As shown on Slide 11, portfolio risk ratings have remained stable over the past several quarters with over 90% of the investments in our portfolio categories rated four or five. We did add one new non-earning account during the quarter extreme fitness, this account had a fair value of $1.4 million at the end of the quarter and a total cost basis of $2.8 million or carrying that approximately $0.50 on the dollar.

As a reminder, independent valuation firms review approximately 25% of our investments each quarter.

Turning to Slide 12, the board declared a distribution of $0.32 per share payable on September 27 to shareholders as of record on September 13.

Going to Slide 13, looking at liquidity and investment capacity, capital remains adequate with unrestricted cash of $18.1 million as of June 30 and restricted cash of $45.1 million. Restricted cash is again cash held in our securitization vehicle or SBIC and is available for new investments that qualify for acquisition by these entities.

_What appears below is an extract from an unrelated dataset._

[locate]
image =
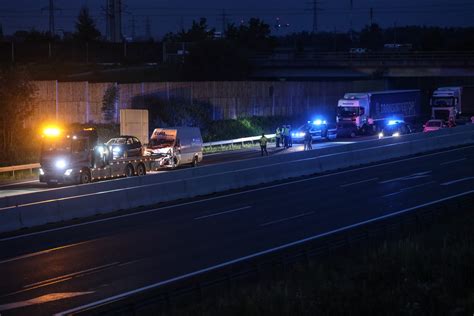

In addition, subject to leverage and borrowing base restrictions, we had approximately $42.7 million available for additional borrowings on our $75 million revolving credit facility. In regards to our SBIC license, we had approximately $6.5 million in available and approved debentures. In addition, subsequent to quarter end, we received commitments approval from the SBA to issue an additional $20 million in debentures subject to customary SBA approval procedures.

With this incremental $20 million commitment, that will bring us up to a $150 million in debentures, which is the maximum that a single SBIC license can have outstanding. Due to this limitation, as we indicated on the last call, we have applied for a second SBIC license and we did receive an acceptance letter on April 19 indicating that the application was complete and has now been passed along for further review and processing.

Obviously, difficult to estimate how long the application process will take, but if approved, this will provide us with an incremental source of attractive long-term debt.

I’ll now turn it back to David who’ll provide some details on the ATM program that we filed concurrently with our queue today and will also provide some details on our share repurchase program that was authorized by our Board and give an update on current market conditions.

David B. Golub

Thanks, Ross. So, this morning, we filed a perspective supplement with the SEC that will allow us to issue up to $50 million in common stock through and aftermarket offering.

Aftermarket offering, let me talk about what it is. It’s an offering where GBDC sell shares directly into the market at market prices. Aftermarket programs have two big advantages; first, they’re much cheaper than traditional offerings that the company will pay much lower fees to its underwriters; and second, they allow the company to issue small amounts of equity on a just in time basis and this helps us as the management team to reduce the drag on returns from under deployed capital.

I want to emphasize that we’re putting in place this program now to create flexibility. We currently have sufficient capital for investment purposes, as Ross just summarized. We do not emphasize, do not anticipate issuing shares through this program in the near-term. Not only don’t we plan to issue shares in the near term. We also don’t plan to repurchase any shares in the near-term. At our Board meeting last week, our Board of Directors approved a share repurchase program, which allows us to repurchase up to $30 million of our common stock on the open market at prices below our net asset value.

The purpose of the share repurchase program is to enable us to jump into the market in the event of a meaningful drop in our share price that we don’t believe reflects economic reality. So, the approval is strictly for below NAV repurchases, that’s not where we’re right now and we just want to set ourselves up to be able to do accretive repurchases, when as and if the market lets us do so.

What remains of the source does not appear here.